The Psychoanalytic Study of the Child. Volume 41: Edited by Albert J. Solnit and Peter B. Neubauer. New Haven: Yale University Press. 1986. Pp. 667.

Review by:
Rose Edgcumbe

In a psychoanalytic annual of the calibre of The Psychoanalytic Study of the Child one does not expect a mere collection of clinical accounts of child analyses. It has long been the editorial policy of the P.S.C. that papers should make some original contribution to theory or technique, and to include observational studies and research on childhood development and psychopathology. Nonetheless, one does expect the majority of the papers to be about children. It is, therefore, disconcerting to find that of 28 papers, only 1 contains detailed material from a child analysis; another 2 give fairly full accounts of adolescent analyses; 4 use briefer vignettes or summaries from child or adolescent analyses, and 4 describe psychoanalytic observations of children or some form of psychoanalytically oriented therapeutic intervention: a total of 11 papers about children or adolescents. A further 11 papers use material from adult analyses. The remaining 6 present no clinical material.

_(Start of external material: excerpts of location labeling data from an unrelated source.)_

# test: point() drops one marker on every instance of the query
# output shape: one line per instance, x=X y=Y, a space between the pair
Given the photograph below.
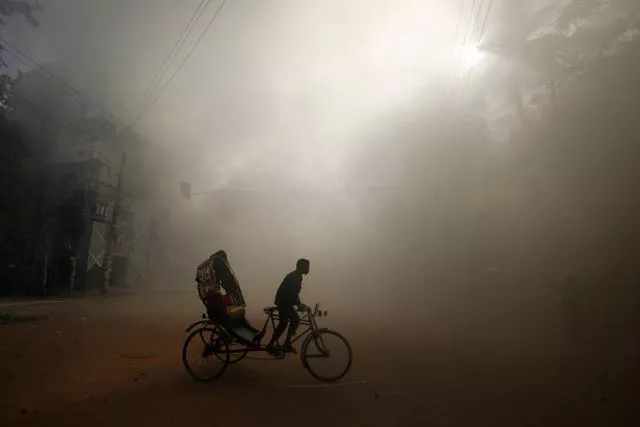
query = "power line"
x=481 y=36
x=472 y=30
x=464 y=41
x=34 y=65
x=178 y=44
x=45 y=72
x=455 y=40
x=182 y=63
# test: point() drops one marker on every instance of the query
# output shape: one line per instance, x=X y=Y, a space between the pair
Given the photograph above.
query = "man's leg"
x=283 y=321
x=295 y=322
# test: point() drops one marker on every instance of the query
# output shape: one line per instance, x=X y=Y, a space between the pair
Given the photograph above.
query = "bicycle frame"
x=307 y=321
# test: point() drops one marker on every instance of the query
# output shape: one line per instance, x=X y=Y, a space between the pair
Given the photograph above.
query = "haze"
x=447 y=166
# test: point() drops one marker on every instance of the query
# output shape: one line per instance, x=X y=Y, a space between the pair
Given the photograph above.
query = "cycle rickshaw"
x=224 y=336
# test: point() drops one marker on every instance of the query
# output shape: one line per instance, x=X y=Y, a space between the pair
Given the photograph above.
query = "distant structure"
x=92 y=231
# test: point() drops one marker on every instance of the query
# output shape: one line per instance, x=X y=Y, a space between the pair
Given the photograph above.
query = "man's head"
x=221 y=254
x=303 y=266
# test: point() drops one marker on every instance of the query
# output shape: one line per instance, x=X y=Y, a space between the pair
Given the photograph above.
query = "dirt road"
x=116 y=362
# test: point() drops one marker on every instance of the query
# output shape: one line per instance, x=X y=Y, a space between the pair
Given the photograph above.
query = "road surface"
x=116 y=362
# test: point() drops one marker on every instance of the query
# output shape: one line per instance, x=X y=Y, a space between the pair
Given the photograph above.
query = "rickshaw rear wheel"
x=210 y=347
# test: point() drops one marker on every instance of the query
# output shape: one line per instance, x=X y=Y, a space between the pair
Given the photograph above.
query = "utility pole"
x=112 y=240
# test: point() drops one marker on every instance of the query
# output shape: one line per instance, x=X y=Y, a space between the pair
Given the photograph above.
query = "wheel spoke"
x=205 y=354
x=333 y=349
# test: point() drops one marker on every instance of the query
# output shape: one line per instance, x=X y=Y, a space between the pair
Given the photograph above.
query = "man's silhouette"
x=287 y=298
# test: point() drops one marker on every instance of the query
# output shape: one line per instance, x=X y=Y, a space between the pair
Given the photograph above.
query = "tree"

One must ask what this imbalance means. Is it a reflection of diminishing interest in child analysis on the part of either analysts or patients? Certainly there has been concern in both European and American training institutions about the dearth of 'good' child analytic cases, as well as some concern about falling numbers of candidates for training. Does it represent a shift of psychoanalytic interest from studying child development through child analysis to applying the findings gained thereby in work with adults? Certainly many analysts believe that their clinical work with adults is enhanced by the better understanding of developmental issues gained from child analysis.